What’s Going to Happen to Bitcoin?

Bitcoin is an unlikely internet success story. Created anonymously eight years ago, this digital currency can only be acquired in whole units or tiny fractions worth one hundred millionth of a bitcoin. It’s bought by paying money into an ATM, or earned by surrendering computer processing power to recording bitcoin-related transactions in an indelible public ledger called the blockchain. Yet this ledger maintains user anonymity, so individuals can’t be identified by their actions.
Because it’s not underwritten by a central bank, bitcoin’s worth fluctuates wildly. In May, it lost almost a fifth of its value in one day of frenzied trading, with a further crash in mid-July as fears grew about the implications of an essential software update. When 93 per cent of blockchain processors declared their support for the BIP91 software update, prices soared to record highs… and then fell by ten per cent when rumors surfaced about other upgrade disagreements.
With high-profile champions such as Bill Gates, bitcoin has many credible advocates. Yet digital currency remains on the periphery of society, shrouded in mystery and regarded with suspicion.

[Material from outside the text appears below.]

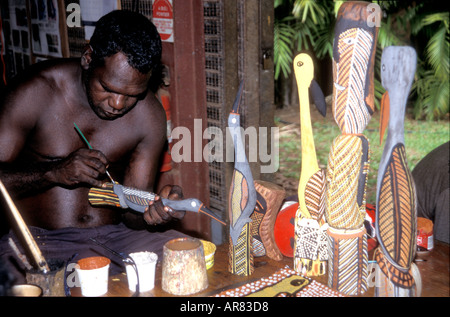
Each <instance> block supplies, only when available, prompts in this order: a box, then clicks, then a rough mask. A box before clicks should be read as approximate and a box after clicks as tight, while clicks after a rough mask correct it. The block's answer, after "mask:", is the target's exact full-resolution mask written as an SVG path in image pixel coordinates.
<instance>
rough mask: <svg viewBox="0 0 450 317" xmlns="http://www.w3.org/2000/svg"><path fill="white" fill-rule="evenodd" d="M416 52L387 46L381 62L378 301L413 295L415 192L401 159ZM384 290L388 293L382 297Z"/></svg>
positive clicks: (404, 49) (378, 197)
mask: <svg viewBox="0 0 450 317" xmlns="http://www.w3.org/2000/svg"><path fill="white" fill-rule="evenodd" d="M416 60H417V57H416V52H415V50H414V49H413V48H411V47H405V46H403V47H401V46H397V47H396V46H391V47H387V48H385V49H384V51H383V55H382V57H381V82H382V85H383V87H384V88H385V89H386V93H385V94H384V96H383V99H382V105H381V106H382V115H381V127H380V142H381V141H382V139H383V133H384V130H385V128H386V124H387V123H388V122H389V126H388V135H387V137H386V145H385V147H384V150H383V155H382V157H381V161H380V166H379V171H378V179H377V210H376V232H377V238H378V242H379V245H380V246H379V248H378V249H377V251H376V260H377V262H378V264H379V266H380V269H381V271H382V273H383V275H384V280H385V281H387V283H384V284H383V285H389V283H390V282H391V283H392V284H393V287H392V288H389V287H377V294H378V295H380V296H383V295H388V296H412V295H414V278H413V274H412V271H411V265H412V264H413V263H412V261H413V259H414V255H415V249H416V227H417V210H416V192H415V186H414V181H413V178H412V175H411V172H410V170H409V168H408V164H407V161H406V155H405V145H404V143H405V141H404V131H403V130H404V119H405V109H406V102H407V99H408V95H409V92H410V89H411V85H412V82H413V79H414V74H415V70H416ZM385 289H392V290H393V291H392V292H387V294H386V293H384V290H385Z"/></svg>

So what’s likely to happen to bitcoin in the years ahead?

Firstly, it seems the resolution of the BIP91 issue will support price rises for several months. Bitcoin’s value has doubled since the start of this year, and one analyst predicted after May’s crash that one bitcoin could be worth $100,000 by 2027 – at the time of writing, it’s worth a record $4,000. The next development deadline is November, and bitcoin’s value could take off like a rocket if the so-called SegWit2x scaling proposal is unanimously agreed upon. Conversely, failure to agree might see the currency split into competing versions, like Linux distros. A low-profile fork called Bitcoin Cash launched on August 1st, though the differences are nominal and this new currency is worth less than a tenth of its older sibling as of mid-August.
Assuming future development implementations proceed without issue, bitcoin still needs a major adopter to gain critical mass. Its main advocates are presently travel-based businesses like airlines, where the absence of exchange rates and processing fees are particularly attractive. Early adopters willing to accept bitcoin can claim a USP over their rivals, but it’d take the patronage of a Walmart or Amazon to hit the headlines. When blue-chip brands begin accepting bitcoin in payment, public skepticism will ebb away. But these connotations with illicit deep web activities are proving hard to shake.
Nonetheless, using a digital currency like bitcoin or ethereum makes perfect sense as our lives migrate online. Storing funds in encrypted online wallets is more practical for internet transactions than entering credit card data, just as PayPal is seamless and handy when paying for online transactions. As the percentage of ecommerce transactions in global retail improves upon 2016’s disappointing 8.7 per cent total, more people may choose to convert dollars to bitcoin.
It seems inevitable that bitcoin’s growing pains will continue. Stock market trading and the lack of an underwriter will cause further spikes and troughs in value. Emerging rivals may supplant bitcoin by improving on its formula, just as BlackBerry’s pioneering email-on-the-go OS was copied more successfully by Android and Apple. Finally, November’s SegWit2x deadline poses the latest threat to bitcoin’s long-term prospects. The next few months certainly won’t be dull for digital currency watchers.